Remember, the CMS guidance on the requirement issued to surveyors last December includes a duty not required specifically in the IFC — education on vaccinations. CMS tells surveyors to “determine if [unvaccinated staff ] have been educated and offered vaccination” and to “request to see [the] employee record of the staff education of the HHA policy and procedure regarding unvaccinated individuals.”

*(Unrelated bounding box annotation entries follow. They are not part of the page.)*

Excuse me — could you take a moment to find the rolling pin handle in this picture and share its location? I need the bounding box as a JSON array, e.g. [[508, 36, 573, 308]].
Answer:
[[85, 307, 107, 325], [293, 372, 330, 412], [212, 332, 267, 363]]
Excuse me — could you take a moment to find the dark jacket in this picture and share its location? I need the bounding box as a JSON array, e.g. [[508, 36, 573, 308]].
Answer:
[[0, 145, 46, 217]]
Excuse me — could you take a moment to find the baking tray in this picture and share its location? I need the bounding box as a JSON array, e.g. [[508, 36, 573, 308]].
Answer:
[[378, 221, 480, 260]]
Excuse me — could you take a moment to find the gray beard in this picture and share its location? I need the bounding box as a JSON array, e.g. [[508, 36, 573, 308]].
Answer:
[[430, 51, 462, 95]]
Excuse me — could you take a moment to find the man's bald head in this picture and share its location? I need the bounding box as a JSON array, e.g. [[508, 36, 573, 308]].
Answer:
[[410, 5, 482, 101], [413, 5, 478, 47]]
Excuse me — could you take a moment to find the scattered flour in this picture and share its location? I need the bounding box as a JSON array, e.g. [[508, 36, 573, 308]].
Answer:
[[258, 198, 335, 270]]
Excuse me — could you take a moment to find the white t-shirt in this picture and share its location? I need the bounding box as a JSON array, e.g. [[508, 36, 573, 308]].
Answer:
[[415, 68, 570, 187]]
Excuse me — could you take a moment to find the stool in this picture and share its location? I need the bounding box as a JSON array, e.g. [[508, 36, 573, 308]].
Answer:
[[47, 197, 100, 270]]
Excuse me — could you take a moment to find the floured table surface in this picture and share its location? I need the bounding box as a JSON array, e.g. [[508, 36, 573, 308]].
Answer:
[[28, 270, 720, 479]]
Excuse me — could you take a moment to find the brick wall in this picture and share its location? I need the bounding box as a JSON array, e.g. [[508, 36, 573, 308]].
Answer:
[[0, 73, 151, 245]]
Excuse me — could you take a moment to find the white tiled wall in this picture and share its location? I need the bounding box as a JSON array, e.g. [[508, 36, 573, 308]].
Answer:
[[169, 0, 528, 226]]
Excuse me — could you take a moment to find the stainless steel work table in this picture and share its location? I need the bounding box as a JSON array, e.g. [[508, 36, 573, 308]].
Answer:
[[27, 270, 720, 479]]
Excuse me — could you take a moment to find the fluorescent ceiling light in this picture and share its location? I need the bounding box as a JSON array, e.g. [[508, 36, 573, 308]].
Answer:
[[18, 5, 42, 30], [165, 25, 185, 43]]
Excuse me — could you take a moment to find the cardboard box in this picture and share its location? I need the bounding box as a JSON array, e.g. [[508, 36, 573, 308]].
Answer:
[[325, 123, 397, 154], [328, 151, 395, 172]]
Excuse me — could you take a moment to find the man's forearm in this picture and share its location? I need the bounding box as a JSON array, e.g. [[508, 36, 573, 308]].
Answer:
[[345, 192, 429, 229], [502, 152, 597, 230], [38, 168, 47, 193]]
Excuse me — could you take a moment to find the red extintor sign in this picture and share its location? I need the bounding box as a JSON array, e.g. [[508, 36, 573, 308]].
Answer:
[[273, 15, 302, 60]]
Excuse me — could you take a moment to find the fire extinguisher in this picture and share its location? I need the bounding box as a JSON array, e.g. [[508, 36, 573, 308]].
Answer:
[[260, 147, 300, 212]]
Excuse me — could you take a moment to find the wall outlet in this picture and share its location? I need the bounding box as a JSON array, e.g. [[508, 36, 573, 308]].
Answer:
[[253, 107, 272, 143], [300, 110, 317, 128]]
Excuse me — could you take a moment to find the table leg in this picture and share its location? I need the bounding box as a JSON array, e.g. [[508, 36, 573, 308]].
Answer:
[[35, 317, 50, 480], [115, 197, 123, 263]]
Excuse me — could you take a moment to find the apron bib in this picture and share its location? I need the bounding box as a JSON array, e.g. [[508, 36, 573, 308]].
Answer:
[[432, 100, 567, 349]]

5. Double-check staff understanding. Workers need to know exactly what’s at stake. “Some agencies had their employees acknowledge that they have read and understand their policies,” Russell shares.

“The hope is employees will finally comply when their job is on the line,” Fitterer tells AAPC.

6. Document. Just like on the clinical side, when it comes to vaccination requirements, if it’s not documented, it’s not done — at least from the surveyor’s viewpoint.

“Surveyors are verifying compliance through documentation, so even if you’re totally in compliance, they might ding an agency just because their documentation was insufficient,” Russell warns. From education to the exemptions process to termination for noncompliance, “documentation is key for compliance,” Russell emphasizes.

Note: Links to the survey guidance are at www.cms.gov/medicareprovider-enrollment-and-certificationsurveycerti­ficationgeninfopolicy-and-memos-states-and/guidance-interim-final-rule-medicare-and-medicaid-programs-omnibus-covid-19-health-care-staff-0.